7 The ILO encourages compliance through its international supervision activities. Every five years members are obliged to supply reports on the effect given to ratified conventions. The Committee of Experts reviews these reports. If a government is deemed to be delinquent it is informed of the necessary steps that should be taken to ensure full compliance. In addition, any member state, or national or international workers' or employers' organization may make a representation that a member state has failed to comply with a ratified convention. These representations are reviewed by the Governing Body, which may decide to appoint an independent Commission of Inquiry. The Commission reports its findings and the Committee of Experts follows up on the implementation of any recommendations. While these procedures may persuade some member states to comply, in reality the ILO is void of any real enforcement powers.

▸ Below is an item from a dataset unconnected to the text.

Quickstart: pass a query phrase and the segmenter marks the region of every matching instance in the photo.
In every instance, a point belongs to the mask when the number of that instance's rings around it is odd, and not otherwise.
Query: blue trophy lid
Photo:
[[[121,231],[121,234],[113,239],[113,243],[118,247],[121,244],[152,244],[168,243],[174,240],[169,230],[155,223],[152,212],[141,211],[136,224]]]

8 One reason why some witnesses opposed linking trade and labour standards through a supplementary agreement like the NAALC was the perceived ineffectual enforcement mechanism associated with this agreement. This perception has merit, since enforcement penalties are limited to non-enforced labour laws dealing with health and safety, child labour and minimum wages. The majority of submissions to date pertain to alleged violations of the right to freely associate and organize a union. Enforcement provisions pertaining to violations related to this key labour standard, in conjunction with the right to bargain collectively and the right to strike, are limited to ministerial consultations, with no further action required.